Self-expanding metal stents in malignant esophageal obstruction: a comparison between two stent types

Journal Paper/Review - Mar 1, 1997

Units
PubMed

Citation
Schmassmann A, Scheurer U, Hammer B, Inauen W, Hürlimann S, Kleiner B, Lammer F, Binek J, Knuchel J, Meyenberger C, Halter F. Self-expanding metal stents in malignant esophageal obstruction: a comparison between two stent types. The American journal of gastroenterology 1997; 92:400-6.
Type
Journal Paper/Review (English)
Journal
The American journal of gastroenterology 1997; 92
Publication Date
Mar 1, 1997
Issn Print
0002-9270
Pages
400-6
Brief description/objective

OBJECTIVES: Self-expanding metal stents are a promising alternative in the palliation of malignant esophageal obstruction, but the relative value of different stent types is not well established.

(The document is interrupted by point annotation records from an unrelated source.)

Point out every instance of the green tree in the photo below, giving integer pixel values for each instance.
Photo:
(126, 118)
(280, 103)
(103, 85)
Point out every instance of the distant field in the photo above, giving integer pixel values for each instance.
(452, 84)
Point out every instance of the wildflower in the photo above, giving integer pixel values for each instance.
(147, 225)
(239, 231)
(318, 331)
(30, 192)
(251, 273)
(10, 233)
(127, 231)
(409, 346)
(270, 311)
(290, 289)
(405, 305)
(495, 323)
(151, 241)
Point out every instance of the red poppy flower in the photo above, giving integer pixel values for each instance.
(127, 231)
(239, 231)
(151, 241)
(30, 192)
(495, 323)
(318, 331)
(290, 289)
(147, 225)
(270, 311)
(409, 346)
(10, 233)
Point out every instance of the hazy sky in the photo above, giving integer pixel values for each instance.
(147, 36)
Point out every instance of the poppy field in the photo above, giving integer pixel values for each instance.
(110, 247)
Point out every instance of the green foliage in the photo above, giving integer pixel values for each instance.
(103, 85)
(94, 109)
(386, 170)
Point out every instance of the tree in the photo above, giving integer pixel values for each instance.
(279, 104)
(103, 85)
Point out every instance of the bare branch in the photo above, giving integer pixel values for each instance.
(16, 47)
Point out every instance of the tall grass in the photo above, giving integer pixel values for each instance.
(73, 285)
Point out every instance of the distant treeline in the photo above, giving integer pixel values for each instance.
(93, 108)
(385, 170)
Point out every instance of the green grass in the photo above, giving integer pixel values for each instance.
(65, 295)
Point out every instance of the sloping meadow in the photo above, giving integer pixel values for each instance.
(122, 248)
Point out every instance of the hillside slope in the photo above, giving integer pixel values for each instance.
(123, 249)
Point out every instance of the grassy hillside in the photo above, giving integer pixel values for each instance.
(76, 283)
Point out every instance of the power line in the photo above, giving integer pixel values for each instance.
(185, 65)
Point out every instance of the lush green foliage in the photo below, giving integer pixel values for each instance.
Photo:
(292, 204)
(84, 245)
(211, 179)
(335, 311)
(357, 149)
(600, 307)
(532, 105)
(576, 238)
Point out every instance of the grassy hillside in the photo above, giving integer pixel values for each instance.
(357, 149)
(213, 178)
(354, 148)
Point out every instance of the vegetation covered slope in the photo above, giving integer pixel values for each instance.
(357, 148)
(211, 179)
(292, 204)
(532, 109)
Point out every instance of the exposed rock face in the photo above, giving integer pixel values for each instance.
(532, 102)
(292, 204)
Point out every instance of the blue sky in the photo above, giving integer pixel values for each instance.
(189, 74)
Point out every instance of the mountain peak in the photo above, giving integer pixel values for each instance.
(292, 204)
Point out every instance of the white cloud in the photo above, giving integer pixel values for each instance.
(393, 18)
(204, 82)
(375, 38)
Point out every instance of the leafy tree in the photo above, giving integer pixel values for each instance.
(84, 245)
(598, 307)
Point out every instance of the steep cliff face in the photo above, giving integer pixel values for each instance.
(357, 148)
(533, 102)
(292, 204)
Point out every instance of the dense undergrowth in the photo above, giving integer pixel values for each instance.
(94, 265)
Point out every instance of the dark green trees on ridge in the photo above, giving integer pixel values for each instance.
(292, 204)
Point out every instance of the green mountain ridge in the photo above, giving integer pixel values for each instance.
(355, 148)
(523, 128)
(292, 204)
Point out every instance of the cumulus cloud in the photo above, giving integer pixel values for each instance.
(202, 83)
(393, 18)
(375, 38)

METHODS: During a 3-year enrollment period in four different centers, 82 consecutive patients with malignant dysphagia without tumor recurrence after surgery or esophagorespiratory fistulas received either an uncovered Wallstent (44 patients) or a knitted nitinol stent (38 patients). RESULTS: Age (median: 79 yr), sex (F:M = 33:67), dysphagia score (median: 3), Karnofsky score (median: 53), body mass index (median: 19), type of pretreatment, tumor stage, stricture length (median: 5.4 cm), and stricture location were comparable in both stent groups. After stent placement, median dysphagia score improved markedly in both groups by two points. Procedure-related mortality (16 vs 0%; p < 0.01), early complication rate (32 vs 8%; p < 0.01), and severe persistent pain after stent placement (23 vs 0%; p < 0.002) were higher in the Wallstent compared with the knitted nitinol stent group. In contrast, stent dysfunction (7 vs 32%; p < 0.005), reintervention rate (9 vs 34%; p < 0.005), and costs were lower in the Wallstent compared with the nitinol stent group. CONCLUSIONS: In malignant esophageal obstruction, both stents markedly improved dysphagia. Uncovered Wallstents seem to cause more early severe complications than knitted nitinol stents. In contrast, stent dysfunction, reintervention rate, and costs appear to be higher in the nitinol stent group.